My Task is to fine-tune a Multi-class text classification model with close to 400 labels. As recommended in various NLP blogs, I decided to fine tune BertForSequenceClassification on custom dataset using Accelerate library from Huggingface. Code is written and executed on AWS SageMaker with 4 GPUs and 24 GB RAM on each GPU. Training hyper-parameters: batch size:64 which on 4 GPUs would mean a batch size of 16 per GPU; learning rate: 1e-5, optimizer: torch.optim.AdamW and linear learning rate scheduler.
I tested the code for 1 step i.e. executed the code end to end, printed training loss and validation loss for sanity check and the execution was successful with all loss/accuracy values printed.
But now when I run the code on full dataset (3500k samples), the notebook cell does not produce any error but doesnot execute also. At times, accelerate doesnot identify all. the 4 GPUs else simply quits without even executing one step of training/validation.
I have these basic issues:
a) Why does accelerate() not recognize all the GPUs ( I can see them printed using nvidia-smi)
b) notebook-launcher quits execution with out any error, are there execution logs being saved that can help identify teh problem
c) I am fine tuning BertForSequenceClassification in Multi-class setting, ideally loss should be computed using CrossEntropyLossFunction, but when I printed the loss for sanity check, it printed the value: tensor(6.06, NllLossBackward0) why doesit show NegativeLogLikelihood in the loss values.
Heres. the relevant code snippet:
def training_loop():
model_path = "models/category_classifier_bert.pt"
accelerator = Accelerator(mixed_precision="fp16")

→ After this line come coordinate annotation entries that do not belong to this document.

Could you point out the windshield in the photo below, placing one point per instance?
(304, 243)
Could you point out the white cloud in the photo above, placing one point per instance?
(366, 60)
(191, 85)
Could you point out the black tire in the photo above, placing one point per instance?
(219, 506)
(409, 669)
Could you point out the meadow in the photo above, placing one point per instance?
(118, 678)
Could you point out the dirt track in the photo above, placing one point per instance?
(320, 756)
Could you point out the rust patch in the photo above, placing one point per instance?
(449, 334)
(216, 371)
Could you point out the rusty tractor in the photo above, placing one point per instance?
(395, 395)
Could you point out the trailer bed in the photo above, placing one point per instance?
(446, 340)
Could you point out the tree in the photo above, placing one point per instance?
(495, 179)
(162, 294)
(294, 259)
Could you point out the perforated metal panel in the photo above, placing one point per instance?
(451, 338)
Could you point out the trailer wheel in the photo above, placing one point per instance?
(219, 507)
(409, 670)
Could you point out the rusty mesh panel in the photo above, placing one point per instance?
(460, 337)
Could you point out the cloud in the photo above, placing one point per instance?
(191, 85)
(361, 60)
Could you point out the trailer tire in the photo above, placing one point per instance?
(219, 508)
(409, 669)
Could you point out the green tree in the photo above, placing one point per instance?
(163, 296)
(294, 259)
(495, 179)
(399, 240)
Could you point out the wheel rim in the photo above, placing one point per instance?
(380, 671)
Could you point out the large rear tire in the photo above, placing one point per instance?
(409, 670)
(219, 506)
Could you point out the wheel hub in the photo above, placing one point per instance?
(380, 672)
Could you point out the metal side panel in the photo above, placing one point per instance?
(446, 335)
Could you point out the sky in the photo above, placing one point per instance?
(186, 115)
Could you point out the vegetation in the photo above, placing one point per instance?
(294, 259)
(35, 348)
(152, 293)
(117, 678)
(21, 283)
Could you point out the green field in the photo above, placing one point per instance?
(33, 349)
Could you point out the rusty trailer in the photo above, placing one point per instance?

device = accelerator.device
model = BertForSequenceClassification.from_pretrained("bert-base-uncased",num_labels=NUM_LABELS)
print("Loading model ")
learning_rate = 1e-5
optimizer = AdamW(model.parameters(), lr=learning_rate)
print("Loading optimizer")
train_dl, val_dl = get_dataloaders()
total_steps = int((len(train_dl) * EPOCHS)/4*BATCH_SIZE)
print("total_steps : ",total_steps)
# Set up the learning rate scheduler
scheduler = get_linear_schedule_with_warmup(optimizer,
num_warmup_steps=100, # Default value
num_training_steps=total_steps)
print("Loading model on accelerators .... ")
model, optimizer, train_dl, val_dl, scheduler = accelerator.prepare(model, optimizer, train_dl, val_dl, scheduler)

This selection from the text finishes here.